Logistic regression is a type of regression used when the outcome variable is binary or ordinal ("yes" or "no", "risk" or "no risk"). It is commonly used for predicting the probability of occurrence of an event, based on several predictor variables that may either be numerical (continuous or discrete) or categorical (ordinal or nominal) (adapted from R-Bloggers http://goo.gl/FZAXA).

Input

Required variables to run this test

This test requires an dataset with a vector for an outcome variable of a character type, with dichotomous characteristic, and vectors with the predictors or covariances with different types of variables. Predictors might be numerical, categorical or discrete.

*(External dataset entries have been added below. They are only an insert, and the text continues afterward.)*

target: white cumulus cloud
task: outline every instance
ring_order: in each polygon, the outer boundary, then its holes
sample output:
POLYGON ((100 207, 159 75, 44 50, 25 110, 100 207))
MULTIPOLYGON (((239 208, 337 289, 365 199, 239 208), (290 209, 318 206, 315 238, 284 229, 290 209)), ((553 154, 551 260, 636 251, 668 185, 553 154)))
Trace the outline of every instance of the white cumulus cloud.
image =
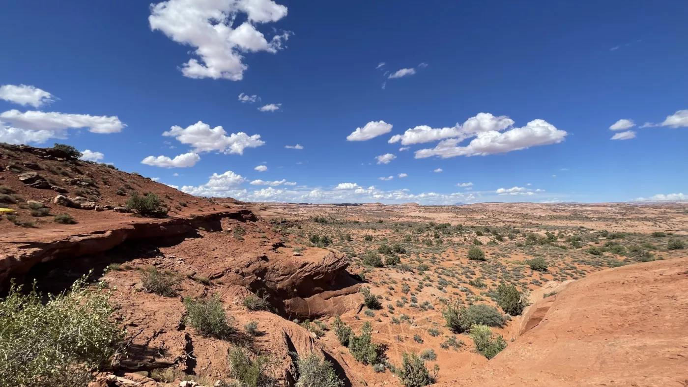
POLYGON ((17 128, 30 131, 50 131, 56 134, 69 129, 85 128, 94 133, 114 133, 126 126, 117 117, 65 114, 28 111, 9 110, 0 113, 0 121, 17 128))
POLYGON ((675 193, 675 194, 657 194, 654 196, 652 196, 648 198, 638 197, 635 199, 637 201, 642 201, 645 200, 688 200, 688 195, 683 195, 682 193, 675 193))
POLYGON ((105 155, 100 152, 94 152, 90 149, 87 149, 81 153, 82 155, 79 157, 80 159, 86 160, 87 162, 97 162, 102 160, 105 155))
POLYGON ((246 148, 256 148, 265 144, 260 140, 260 135, 249 136, 244 132, 239 132, 228 136, 222 126, 211 129, 210 125, 202 121, 186 128, 175 125, 169 131, 164 132, 162 135, 173 137, 182 144, 191 145, 196 153, 217 151, 226 155, 243 155, 246 148))
POLYGON ((167 156, 149 156, 141 160, 141 164, 163 168, 186 168, 193 166, 201 161, 201 157, 193 152, 175 156, 171 159, 167 156))
POLYGON ((416 74, 416 69, 401 69, 394 71, 394 73, 389 74, 388 77, 389 79, 394 79, 395 78, 401 78, 402 76, 407 76, 409 75, 413 75, 416 74))
POLYGON ((625 132, 619 132, 612 136, 610 140, 631 140, 632 138, 636 137, 636 132, 633 131, 627 131, 625 132))
POLYGON ((290 35, 268 40, 256 26, 286 15, 287 8, 272 0, 169 0, 152 5, 148 21, 151 30, 193 47, 196 57, 182 65, 184 76, 241 80, 246 53, 276 53, 290 35), (246 21, 235 26, 239 14, 246 21))
POLYGON ((385 121, 371 121, 363 128, 356 128, 346 137, 347 141, 366 141, 391 131, 391 124, 385 121))
POLYGON ((258 110, 261 111, 277 111, 279 110, 279 107, 281 106, 282 106, 282 104, 268 104, 259 107, 258 110))
POLYGON ((609 127, 612 131, 623 131, 635 126, 632 120, 619 120, 609 127))
POLYGON ((504 153, 530 146, 557 144, 563 141, 568 134, 546 121, 534 120, 525 126, 513 128, 505 132, 489 131, 477 133, 475 138, 466 146, 459 146, 463 140, 461 137, 445 140, 433 148, 416 151, 416 158, 432 156, 448 158, 504 153))
POLYGON ((40 107, 54 102, 54 96, 45 90, 26 85, 3 85, 0 86, 0 100, 5 100, 21 106, 40 107))
POLYGON ((272 181, 264 181, 264 180, 261 180, 261 179, 259 179, 257 180, 253 180, 250 184, 252 184, 254 186, 281 186, 282 184, 284 184, 285 186, 296 186, 297 185, 296 183, 292 182, 292 181, 287 181, 284 179, 282 179, 281 180, 272 180, 272 181))
POLYGON ((378 164, 389 164, 389 162, 396 158, 396 156, 391 153, 385 153, 376 156, 375 159, 378 160, 378 164))
POLYGON ((248 102, 250 104, 252 104, 253 102, 259 101, 260 97, 259 97, 255 94, 252 96, 247 96, 246 94, 241 93, 241 94, 239 95, 239 100, 241 101, 241 103, 248 102))

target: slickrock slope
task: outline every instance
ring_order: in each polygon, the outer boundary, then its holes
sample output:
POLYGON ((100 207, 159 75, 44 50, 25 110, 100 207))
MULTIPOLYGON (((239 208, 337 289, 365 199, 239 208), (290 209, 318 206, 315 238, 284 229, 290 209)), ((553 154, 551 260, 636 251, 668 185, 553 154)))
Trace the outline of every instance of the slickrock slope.
POLYGON ((595 273, 530 308, 548 303, 484 367, 441 385, 686 386, 688 258, 595 273))

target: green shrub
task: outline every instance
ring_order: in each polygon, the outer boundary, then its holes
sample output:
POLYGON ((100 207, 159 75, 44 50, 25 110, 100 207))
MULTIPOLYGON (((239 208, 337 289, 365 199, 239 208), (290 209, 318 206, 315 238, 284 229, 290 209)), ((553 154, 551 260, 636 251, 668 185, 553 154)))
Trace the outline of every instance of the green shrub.
POLYGON ((12 284, 0 300, 0 386, 85 386, 123 338, 109 296, 85 278, 47 297, 12 284))
POLYGON ((370 293, 370 288, 367 287, 361 287, 361 294, 363 295, 363 304, 371 309, 381 309, 383 305, 378 300, 377 296, 370 293))
POLYGON ((501 335, 493 338, 492 330, 486 325, 473 325, 471 327, 470 335, 475 345, 475 350, 488 359, 492 359, 506 348, 504 338, 501 335))
POLYGON ((268 295, 262 298, 252 293, 246 296, 241 300, 244 307, 250 311, 270 311, 270 302, 268 302, 268 295))
POLYGON ((351 328, 342 321, 339 316, 334 319, 332 327, 334 327, 334 334, 337 335, 339 344, 344 346, 348 346, 349 338, 351 336, 351 328))
POLYGON ((56 149, 58 151, 62 151, 67 153, 67 155, 70 157, 74 157, 78 159, 83 155, 81 152, 76 150, 76 148, 71 145, 65 145, 64 144, 55 144, 54 146, 52 147, 53 149, 56 149))
POLYGON ((423 387, 435 383, 435 378, 425 368, 424 362, 415 353, 402 353, 401 367, 396 374, 405 387, 423 387))
POLYGON ((466 308, 459 300, 447 303, 442 316, 447 327, 455 333, 468 331, 474 324, 502 327, 506 322, 504 316, 493 307, 477 304, 466 308))
POLYGON ((380 254, 373 251, 365 253, 365 256, 363 257, 363 265, 372 266, 373 267, 382 267, 384 266, 383 265, 383 260, 380 258, 380 254))
POLYGON ((533 259, 528 259, 526 261, 528 267, 530 267, 532 270, 537 270, 538 272, 544 272, 547 270, 547 260, 541 256, 538 256, 533 259))
POLYGON ((424 349, 420 352, 421 360, 437 360, 437 353, 432 349, 424 349))
POLYGON ((308 356, 300 356, 297 360, 299 371, 299 387, 342 387, 344 382, 334 373, 330 362, 323 359, 315 352, 308 356))
POLYGON ((352 333, 349 339, 349 352, 364 364, 375 364, 379 357, 379 348, 372 341, 372 330, 370 322, 366 321, 361 328, 361 335, 356 336, 352 333))
POLYGON ((148 291, 165 297, 174 297, 177 295, 175 287, 180 283, 180 279, 155 267, 148 267, 141 272, 141 282, 143 288, 148 291))
POLYGON ((72 215, 69 214, 58 214, 55 215, 54 219, 55 223, 62 224, 74 224, 76 223, 74 221, 74 219, 72 217, 72 215))
POLYGON ((487 261, 485 258, 485 253, 480 247, 473 247, 469 249, 468 257, 471 261, 487 261))
POLYGON ((669 243, 667 243, 667 248, 670 250, 680 250, 685 248, 685 245, 683 244, 682 241, 669 239, 669 243))
POLYGON ((497 287, 497 305, 511 316, 521 314, 528 305, 528 294, 522 294, 513 285, 500 284, 497 287))
POLYGON ((244 324, 244 330, 246 331, 249 335, 256 336, 259 333, 258 323, 255 321, 249 321, 244 324))
POLYGON ((400 263, 401 263, 401 259, 400 259, 398 256, 390 255, 385 258, 385 266, 394 266, 400 263))
POLYGON ((127 199, 125 206, 129 210, 136 211, 142 217, 162 218, 167 216, 167 209, 162 207, 162 202, 157 195, 149 192, 139 196, 138 192, 131 192, 131 197, 127 199))
POLYGON ((230 375, 241 387, 267 387, 274 386, 277 382, 268 374, 275 364, 270 357, 251 359, 244 349, 234 346, 227 351, 227 359, 230 375))
POLYGON ((204 300, 184 297, 186 322, 202 335, 226 339, 234 332, 234 319, 228 318, 219 296, 204 300))

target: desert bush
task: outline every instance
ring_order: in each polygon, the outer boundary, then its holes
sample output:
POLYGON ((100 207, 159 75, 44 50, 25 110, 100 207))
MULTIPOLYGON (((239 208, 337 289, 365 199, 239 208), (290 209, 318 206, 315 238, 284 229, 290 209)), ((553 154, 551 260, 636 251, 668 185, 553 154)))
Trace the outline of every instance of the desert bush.
POLYGON ((522 294, 513 285, 500 284, 497 287, 497 305, 511 316, 521 314, 528 305, 528 295, 522 294))
POLYGON ((366 321, 361 328, 361 335, 352 334, 349 339, 349 352, 354 359, 364 364, 378 363, 379 347, 372 342, 372 327, 366 321))
POLYGON ((64 144, 55 144, 52 147, 53 149, 57 149, 58 151, 62 151, 67 153, 67 155, 71 157, 78 159, 83 155, 81 152, 76 150, 76 148, 71 145, 65 145, 64 144))
POLYGON ((275 362, 268 356, 257 356, 251 359, 246 351, 234 346, 227 351, 230 375, 241 387, 268 387, 277 381, 270 375, 275 362))
POLYGON ((667 248, 670 250, 680 250, 685 248, 685 245, 683 244, 682 241, 669 239, 669 243, 667 243, 667 248))
POLYGON ((141 282, 144 289, 148 291, 165 297, 174 297, 177 295, 175 287, 180 283, 180 279, 155 267, 148 267, 141 272, 141 282))
POLYGON ((138 192, 131 192, 131 196, 125 203, 129 210, 136 211, 142 217, 162 218, 167 216, 167 209, 162 207, 160 198, 153 192, 139 196, 138 192))
POLYGON ((373 267, 382 267, 384 266, 383 260, 380 258, 380 254, 374 251, 365 253, 363 263, 366 266, 372 266, 373 267))
POLYGON ((528 264, 532 270, 537 270, 538 272, 544 272, 548 267, 547 260, 541 256, 528 259, 526 261, 526 263, 528 264))
POLYGON ((334 334, 336 335, 337 340, 339 340, 339 344, 344 346, 348 346, 349 338, 351 336, 351 328, 342 321, 338 316, 334 319, 334 322, 332 322, 332 327, 334 327, 334 334))
POLYGON ((492 329, 486 325, 473 325, 471 327, 470 335, 473 340, 475 350, 488 359, 492 359, 506 348, 504 338, 501 335, 493 338, 492 329))
POLYGON ((401 263, 401 259, 398 256, 390 255, 385 257, 385 266, 394 266, 401 263))
POLYGON ((405 387, 423 387, 435 383, 425 368, 425 362, 415 353, 402 353, 401 367, 397 369, 399 382, 405 387))
POLYGON ((186 323, 202 335, 225 339, 234 332, 234 319, 227 317, 219 296, 204 300, 184 297, 184 305, 186 307, 186 323))
POLYGON ((378 300, 378 297, 370 293, 370 288, 361 287, 361 294, 363 295, 363 304, 371 309, 381 309, 383 305, 378 300))
POLYGON ((0 386, 85 387, 123 338, 104 286, 84 277, 46 297, 12 283, 0 301, 0 386))
POLYGON ((437 353, 432 349, 424 349, 419 356, 421 360, 437 360, 437 353))
POLYGON ((249 321, 244 324, 244 330, 252 336, 258 335, 258 323, 255 321, 249 321))
POLYGON ((269 311, 270 308, 267 294, 261 298, 252 293, 244 297, 241 303, 250 311, 269 311))
POLYGON ((469 249, 468 257, 471 261, 487 261, 485 258, 485 253, 480 247, 473 247, 469 249))
POLYGON ((334 373, 330 362, 323 359, 315 352, 308 356, 300 356, 297 360, 299 371, 299 387, 342 387, 344 382, 334 373))
POLYGON ((466 308, 459 300, 448 302, 442 316, 447 321, 447 328, 455 333, 468 331, 473 324, 502 327, 506 321, 504 316, 493 307, 478 304, 466 308))
POLYGON ((55 215, 54 219, 55 219, 55 223, 62 224, 74 224, 76 223, 74 221, 74 219, 72 217, 72 215, 69 214, 58 214, 55 215))

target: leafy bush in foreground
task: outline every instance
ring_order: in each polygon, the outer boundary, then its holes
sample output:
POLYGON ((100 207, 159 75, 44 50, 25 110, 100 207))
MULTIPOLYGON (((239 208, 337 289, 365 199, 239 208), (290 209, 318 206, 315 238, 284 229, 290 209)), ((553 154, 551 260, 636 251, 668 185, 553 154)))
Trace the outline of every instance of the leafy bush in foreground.
POLYGON ((473 340, 475 350, 488 359, 497 356, 497 353, 506 348, 504 338, 501 335, 492 338, 492 330, 486 325, 473 325, 471 327, 470 335, 473 340))
POLYGON ((344 382, 337 377, 330 362, 311 352, 297 360, 299 387, 342 387, 344 382))
POLYGON ((244 349, 234 346, 227 351, 227 360, 232 377, 241 387, 267 387, 275 384, 275 379, 268 375, 275 363, 270 357, 257 356, 251 359, 244 349))
POLYGON ((0 301, 0 386, 85 386, 122 338, 109 298, 83 278, 47 302, 12 284, 0 301))

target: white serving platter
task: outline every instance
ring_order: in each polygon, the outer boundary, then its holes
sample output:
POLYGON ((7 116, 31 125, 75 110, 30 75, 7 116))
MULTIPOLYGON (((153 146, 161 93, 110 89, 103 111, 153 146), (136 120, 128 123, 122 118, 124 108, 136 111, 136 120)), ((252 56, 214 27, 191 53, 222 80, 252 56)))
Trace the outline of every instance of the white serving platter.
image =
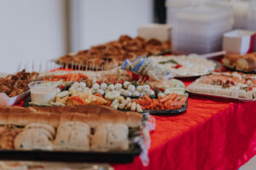
MULTIPOLYGON (((189 86, 193 85, 192 82, 189 86)), ((256 99, 246 99, 246 98, 235 98, 231 96, 227 96, 227 95, 218 95, 218 94, 209 94, 209 93, 200 93, 200 92, 195 92, 189 89, 189 86, 186 87, 186 91, 189 94, 195 94, 195 95, 200 95, 200 96, 207 96, 207 97, 212 97, 212 98, 222 98, 222 99, 236 99, 239 101, 256 101, 256 99)))

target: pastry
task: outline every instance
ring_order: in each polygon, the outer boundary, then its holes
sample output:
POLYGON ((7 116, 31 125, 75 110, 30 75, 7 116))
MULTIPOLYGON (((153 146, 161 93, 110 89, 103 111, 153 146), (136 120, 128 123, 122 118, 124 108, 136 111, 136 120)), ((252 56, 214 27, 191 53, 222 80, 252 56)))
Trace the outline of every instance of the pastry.
POLYGON ((117 41, 92 46, 90 49, 79 51, 76 54, 64 55, 56 60, 59 64, 69 64, 72 66, 85 70, 106 70, 120 65, 126 59, 134 60, 137 56, 159 54, 172 48, 171 42, 164 42, 156 39, 146 41, 137 37, 131 38, 124 35, 117 41))
POLYGON ((90 128, 86 123, 61 124, 54 142, 55 150, 90 150, 90 128))
POLYGON ((1 133, 0 149, 2 150, 14 150, 14 141, 15 137, 20 133, 20 128, 6 129, 1 133))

Taking the Cedegren dataset, reported by Manning (2007) available at http://goo.gl/KmJSD

install.packages("MASS",repos=("http://cran.us.r-project.org"))
install.packages("verification",repos=("http://cran.us.r-project.org"))
library(MASS)
library(verification)
attach(anorexia)
str(anorexia)
head(anorexia)
tail(anorexia)
summary(anorexia)

How to describe this test in your Methods section

"We used the Bhapkar coefficient to measure concordance between raters."

Output

Annotated output from function (example from http://goo.gl/NsR20)

#This function will create a glm object (here taken as 'anorex.1' who will carry all the statistics analysis for the logistic regression).
#Items for the functions are: outcome=Postwt; Predictors=Prewt,Treat; family=type of model (see?glm for more detais; data=dataset used for the analysis)

anorex.1 <- glm(Postwt ~ Prewt + Treat,
                family = gaussian, data = anorexia)

#summary function will provide a summary for the logisti regression analysis containing:
#1. model formula
#2. deviance residuals
#3. Coefficients with p-values for each analysis
#4. Deviances and degrees of freedom
#5. AIC parameter
summary(anorex.1)

#anova function will calculate differences between models, or compare one model to the null model hypothesis.
anova(anorex.1,test="Chisq")
#anova(anorex.1,anorex.2,test="Chisq") --- A variation with a second glm model (anorex.2)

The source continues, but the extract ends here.